I've seen good products fail because the PM optimized the product in isolation — great UX, solid metrics, clean roadmap — but didn't model how the product would interact with the broader system it existed in.
Systems thinking is the practice of understanding how components of a complex system interact over time. For PMs, that means seeing beyond the feature and understanding the incentives, feedback loops, and constraints that shape how users, customers, and the business actually behave.
Here's an example from enterprise SaaS: early in the AvaSense build, we designed a workflow automation feature that significantly reduced the time supplier managers spent on manual compliance checks. Adoption was strong. But when we looked at the downstream data, something was off — the accounts with the highest automation usage had lower renewal intent scores. The automation had removed the friction that previously prompted regular collaboration between supplier managers and their vendors. We had optimized the wrong metric.

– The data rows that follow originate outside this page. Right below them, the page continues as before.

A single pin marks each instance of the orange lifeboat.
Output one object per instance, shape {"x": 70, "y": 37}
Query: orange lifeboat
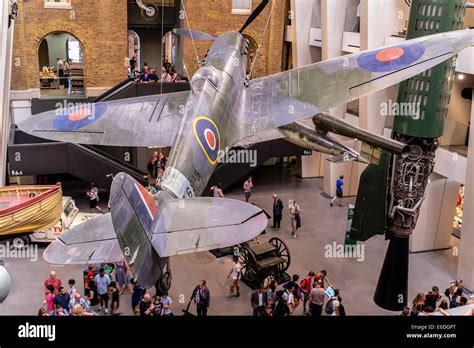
{"x": 25, "y": 209}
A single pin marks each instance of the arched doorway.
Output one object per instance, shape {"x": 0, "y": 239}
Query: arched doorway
{"x": 133, "y": 50}
{"x": 61, "y": 65}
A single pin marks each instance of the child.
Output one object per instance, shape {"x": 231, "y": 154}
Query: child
{"x": 49, "y": 298}
{"x": 114, "y": 295}
{"x": 72, "y": 288}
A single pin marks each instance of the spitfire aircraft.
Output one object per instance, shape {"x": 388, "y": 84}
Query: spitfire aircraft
{"x": 225, "y": 108}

This isn't a failure of execution. It's a failure of system modeling.
The skills that help: causal loop diagrams, stock-and-flow thinking, identifying feedback loops, and — most practically — asking "what happens when this scales?" and "whose behavior changes as a result of this change?"
I've come to treat this as a forcing function: before I write a PRD, I draw the system. Not the feature — the whole system the feature lives in. The users, their incentives, the adjacent processes, and the second-order effects. Most bad product decisions look obvious in hindsight. System modeling makes them visible before you ship.